Studien bestätigen das: Laut Nielsen vertrauen 92 % der Verbraucher persönlichen Empfehlungen mehr als jeder Werbung. Im Handwerk ist dieser Effekt noch stärker, weil Kunden jemanden in ihr Zuhause lassen – da will man sicher sein, dass der Handwerker vertrauenswürdig ist.
Das Problem: Die meisten Handwerksbetriebe verlassen sich darauf, dass Empfehlungen „von alleine kommen“. Das passiert auch – aber viel seltener, als es könnte. Wer Empfehlungsmarketing systematisch betreibt, gewinnt 2–3 Mal mehr Neukunden über diesen Kanal.
Die Psychologie hinter Empfehlungen
Warum empfehlen Menschen einen Handwerker weiter? Nicht nur, weil die Arbeit gut war. Sondern weil:
- Sie sich als Experte fühlen: Wer einen guten Tipp gibt, wird selbst als kompetent wahrgenommen
- Soziale Bestätigung: „Mein Handwerker ist toll“ stärkt das eigene Selbstbild
- Hilfsbereitschaft: Menschen helfen gerne Freunden und Nachbarn bei der Suche
- Emotionale Erlebnisse: Besonders positive (oder negative) Erfahrungen werden geteilt
Das bedeutet: Du musst nicht nur gute Arbeit leisten – du musst ein Erlebnis schaffen, das es wert ist, erzählt zu werden.
Aktiv um Empfehlungen bitten – ohne aufdringlich zu wirken
Die größte Hürde: Handwerker trauen sich oft nicht zu fragen. Dabei ist es ganz einfach – wenn du den richtigen Moment wählst.
Der perfekte Zeitpunkt
Der beste Moment für eine Empfehlungs-Bitte ist direkt nach Abschluss eines Auftrags, wenn der Kunde zufrieden ist. Nicht zwei Wochen später, nicht per E-Mail – sondern persönlich vor Ort.
Beispiel: „Herr Schmidt, ich freue mich, dass Ihnen die neue Küche gefällt. Falls Sie jemanden kennen, der auch einen Tischler sucht – ich freue mich über jede Empfehlung.“
Das ist nicht aufdringlich. Das ist professionell.
Die richtige Formulierung
Wichtig ist, wie du fragst. Hier drei bewährte Varianten:
- Die direkte Frage: „Kennen Sie jemanden, der auch [Leistung] braucht? Ich hätte in den nächsten Wochen noch Kapazitäten.“
- Die Visitenkarten-Methode: „Hier sind zwei Visitenkarten extra – falls jemand in der Nachbarschaft auch einen Handwerker sucht.“
- Die Social-Media-Bitte: „Wenn Sie zufrieden waren, würde ich mich über eine kurze Bewertung auf Google freuen.
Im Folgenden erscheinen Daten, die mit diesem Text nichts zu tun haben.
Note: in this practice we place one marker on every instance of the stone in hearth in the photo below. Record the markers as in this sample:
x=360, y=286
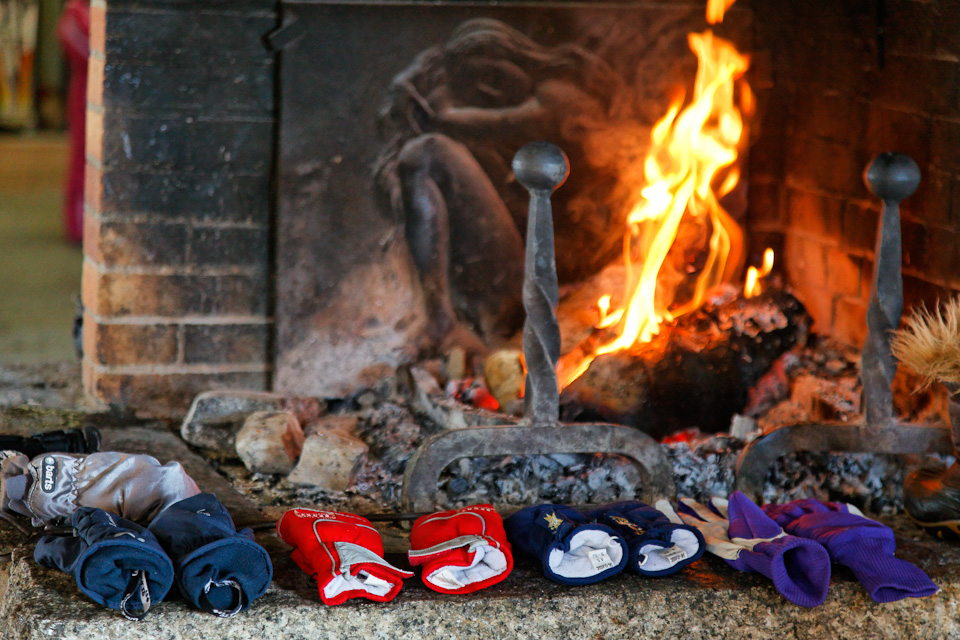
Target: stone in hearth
x=270, y=441
x=216, y=416
x=329, y=459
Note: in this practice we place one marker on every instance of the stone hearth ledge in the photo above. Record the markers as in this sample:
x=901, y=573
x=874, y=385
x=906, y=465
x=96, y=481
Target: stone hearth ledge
x=707, y=600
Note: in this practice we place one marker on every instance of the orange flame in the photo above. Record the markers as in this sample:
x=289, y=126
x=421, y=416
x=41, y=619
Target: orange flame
x=716, y=9
x=751, y=285
x=692, y=147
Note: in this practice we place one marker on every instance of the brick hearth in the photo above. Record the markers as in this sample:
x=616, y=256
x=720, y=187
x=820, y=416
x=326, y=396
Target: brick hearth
x=176, y=277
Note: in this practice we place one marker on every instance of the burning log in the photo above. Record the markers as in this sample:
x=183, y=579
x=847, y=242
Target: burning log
x=694, y=373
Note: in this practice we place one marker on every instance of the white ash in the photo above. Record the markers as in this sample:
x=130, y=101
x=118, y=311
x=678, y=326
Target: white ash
x=869, y=481
x=703, y=466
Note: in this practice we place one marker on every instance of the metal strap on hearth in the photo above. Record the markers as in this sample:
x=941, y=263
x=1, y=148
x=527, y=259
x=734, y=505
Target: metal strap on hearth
x=892, y=177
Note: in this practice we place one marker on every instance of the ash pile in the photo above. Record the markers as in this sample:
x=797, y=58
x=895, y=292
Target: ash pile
x=350, y=453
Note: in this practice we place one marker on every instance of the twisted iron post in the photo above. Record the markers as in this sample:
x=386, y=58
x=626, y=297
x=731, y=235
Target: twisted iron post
x=541, y=168
x=891, y=177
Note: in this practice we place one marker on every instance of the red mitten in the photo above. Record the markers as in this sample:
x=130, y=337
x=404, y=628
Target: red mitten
x=343, y=552
x=461, y=551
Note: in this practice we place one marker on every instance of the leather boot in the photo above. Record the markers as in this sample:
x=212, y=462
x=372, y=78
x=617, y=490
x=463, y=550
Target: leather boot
x=931, y=495
x=86, y=440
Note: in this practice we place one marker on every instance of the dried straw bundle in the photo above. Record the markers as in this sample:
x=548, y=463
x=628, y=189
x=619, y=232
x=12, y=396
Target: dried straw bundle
x=929, y=343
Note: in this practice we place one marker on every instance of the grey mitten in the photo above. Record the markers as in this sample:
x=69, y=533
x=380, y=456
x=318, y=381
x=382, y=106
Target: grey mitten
x=52, y=486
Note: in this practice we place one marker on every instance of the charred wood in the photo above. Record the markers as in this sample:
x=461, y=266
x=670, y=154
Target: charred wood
x=695, y=373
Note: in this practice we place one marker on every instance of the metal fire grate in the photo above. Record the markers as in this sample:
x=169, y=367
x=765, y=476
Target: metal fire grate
x=541, y=168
Das hilft mir sehr.“
Der Nachbarschafts-Effekt: Dein stärkster Verbündeter
Handwerk ist lokal. Wenn du eine Badsanierung in der Südstadt in Hannover machst, werden das die Nachbarn bemerken – den Transporter, die Geräusche, das Ergebnis. Und genau hier liegt eine riesige Chance.
So nutzt du den Nachbarschafts-Effekt
- Beschrifteter Transporter: Dein Firmenname und Telefonnummer müssen sichtbar sein. Jeder Einsatz vor Ort ist kostenlose Werbung.
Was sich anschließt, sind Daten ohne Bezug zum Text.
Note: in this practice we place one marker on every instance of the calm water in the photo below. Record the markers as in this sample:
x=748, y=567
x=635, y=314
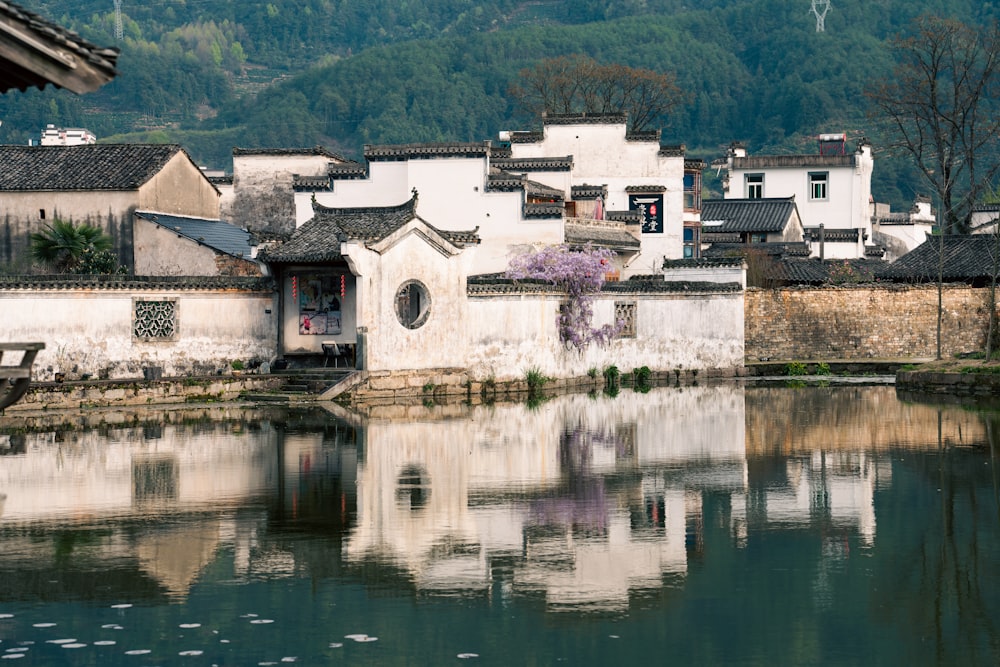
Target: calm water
x=702, y=526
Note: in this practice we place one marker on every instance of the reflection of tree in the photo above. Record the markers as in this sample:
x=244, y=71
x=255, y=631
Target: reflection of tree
x=941, y=556
x=581, y=500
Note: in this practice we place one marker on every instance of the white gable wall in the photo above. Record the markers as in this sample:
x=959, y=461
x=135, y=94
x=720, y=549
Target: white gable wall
x=847, y=206
x=602, y=156
x=451, y=196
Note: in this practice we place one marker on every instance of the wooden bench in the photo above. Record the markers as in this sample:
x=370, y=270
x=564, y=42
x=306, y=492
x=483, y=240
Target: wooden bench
x=14, y=380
- Nachbarn ansprechen: „Wir arbeiten gerade nebenan. Falls Sie auch Bedarf haben, hier meine Karte.“
- Referenz-Baustellen: Frage den Kunden, ob du sein Projekt als Referenz zeigen darfst (Fotos für die Website, Vorher-Nachher).
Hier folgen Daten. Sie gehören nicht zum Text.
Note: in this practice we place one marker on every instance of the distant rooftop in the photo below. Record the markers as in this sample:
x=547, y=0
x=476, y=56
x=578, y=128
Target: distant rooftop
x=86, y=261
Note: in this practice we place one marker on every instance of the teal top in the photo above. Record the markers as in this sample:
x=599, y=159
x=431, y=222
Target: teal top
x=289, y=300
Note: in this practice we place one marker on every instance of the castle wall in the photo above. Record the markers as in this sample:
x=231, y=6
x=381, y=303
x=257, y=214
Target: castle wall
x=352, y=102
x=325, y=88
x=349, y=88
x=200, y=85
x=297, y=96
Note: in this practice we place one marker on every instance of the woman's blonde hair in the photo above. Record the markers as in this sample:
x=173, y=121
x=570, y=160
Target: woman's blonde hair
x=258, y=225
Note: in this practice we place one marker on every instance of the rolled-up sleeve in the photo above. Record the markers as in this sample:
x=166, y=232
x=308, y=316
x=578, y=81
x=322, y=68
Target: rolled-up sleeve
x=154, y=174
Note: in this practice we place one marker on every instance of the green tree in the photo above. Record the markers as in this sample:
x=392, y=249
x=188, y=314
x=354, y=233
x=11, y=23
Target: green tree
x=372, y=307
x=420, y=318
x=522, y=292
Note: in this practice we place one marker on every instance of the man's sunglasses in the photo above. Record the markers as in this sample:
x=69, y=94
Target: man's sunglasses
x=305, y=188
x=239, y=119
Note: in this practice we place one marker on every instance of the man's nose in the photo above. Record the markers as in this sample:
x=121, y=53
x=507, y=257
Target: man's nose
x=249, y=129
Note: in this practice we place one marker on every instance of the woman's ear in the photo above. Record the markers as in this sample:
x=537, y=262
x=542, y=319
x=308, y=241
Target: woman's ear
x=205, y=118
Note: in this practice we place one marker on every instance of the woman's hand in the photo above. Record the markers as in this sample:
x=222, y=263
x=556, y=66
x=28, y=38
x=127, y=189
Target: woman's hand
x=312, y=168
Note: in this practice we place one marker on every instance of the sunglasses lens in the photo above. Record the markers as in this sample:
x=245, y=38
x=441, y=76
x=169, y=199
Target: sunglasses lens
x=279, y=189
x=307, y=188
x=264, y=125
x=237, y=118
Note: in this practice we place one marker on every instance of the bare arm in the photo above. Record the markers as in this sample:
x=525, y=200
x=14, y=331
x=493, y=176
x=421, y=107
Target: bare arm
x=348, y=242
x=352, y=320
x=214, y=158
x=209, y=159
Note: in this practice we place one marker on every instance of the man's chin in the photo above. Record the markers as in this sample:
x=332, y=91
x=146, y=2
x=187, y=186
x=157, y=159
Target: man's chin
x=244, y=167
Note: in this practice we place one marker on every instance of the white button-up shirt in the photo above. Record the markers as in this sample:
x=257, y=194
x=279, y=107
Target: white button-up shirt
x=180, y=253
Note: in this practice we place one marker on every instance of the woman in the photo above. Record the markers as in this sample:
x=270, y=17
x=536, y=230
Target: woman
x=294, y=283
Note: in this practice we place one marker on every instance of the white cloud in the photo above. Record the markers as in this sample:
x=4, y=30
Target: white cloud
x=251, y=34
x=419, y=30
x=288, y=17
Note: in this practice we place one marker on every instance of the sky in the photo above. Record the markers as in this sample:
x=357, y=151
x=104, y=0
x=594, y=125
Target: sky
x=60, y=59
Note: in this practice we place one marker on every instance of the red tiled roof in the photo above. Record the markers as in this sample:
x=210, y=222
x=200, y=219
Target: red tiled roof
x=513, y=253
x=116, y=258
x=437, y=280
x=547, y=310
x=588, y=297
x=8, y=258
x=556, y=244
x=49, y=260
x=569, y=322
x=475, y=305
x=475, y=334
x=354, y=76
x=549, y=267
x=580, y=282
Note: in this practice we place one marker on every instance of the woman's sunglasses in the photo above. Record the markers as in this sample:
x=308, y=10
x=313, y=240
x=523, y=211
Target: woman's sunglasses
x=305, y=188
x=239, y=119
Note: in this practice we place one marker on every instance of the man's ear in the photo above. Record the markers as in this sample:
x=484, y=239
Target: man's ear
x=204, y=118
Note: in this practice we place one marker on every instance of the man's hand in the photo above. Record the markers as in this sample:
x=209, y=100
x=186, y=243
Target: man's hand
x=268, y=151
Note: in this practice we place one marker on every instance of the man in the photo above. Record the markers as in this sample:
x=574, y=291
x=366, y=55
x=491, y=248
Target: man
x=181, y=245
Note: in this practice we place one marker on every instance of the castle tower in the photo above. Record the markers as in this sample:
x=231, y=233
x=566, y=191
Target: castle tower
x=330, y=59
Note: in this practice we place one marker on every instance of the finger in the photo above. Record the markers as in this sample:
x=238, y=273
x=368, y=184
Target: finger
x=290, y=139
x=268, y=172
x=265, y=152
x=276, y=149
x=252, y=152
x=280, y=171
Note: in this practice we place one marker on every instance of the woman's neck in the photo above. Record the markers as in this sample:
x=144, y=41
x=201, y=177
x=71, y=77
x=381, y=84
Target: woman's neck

Ein Dachdecker in Köln-Ehrenfeld berichtet: „Seit wir aktiv in der Nachbarschaft Karten verteilen, kommen 30 % unserer Aufträge direkt von Nachbarn der letzten Kunden.“
Der Effekt funktioniert überall – in Reihenhaussiedlungen in Düsseldorf genauso wie in Neubaugebieten in Leipzig oder Einfamilienhäusern rund um Frankfurt.
Empfehlungsprogramme: Mundpropaganda strukturieren
Statt auf Zufalls-Empfehlungen zu warten, kannst du ein einfaches Empfehlungsprogramm aufsetzen:
Modell 1: Dankeschön-Gutschein
Jeder Kunde, der einen Neukunden bringt, bekommt einen Gutschein – z. B. 50 € Rabatt auf den nächsten Auftrag oder eine kostenlose Wartung.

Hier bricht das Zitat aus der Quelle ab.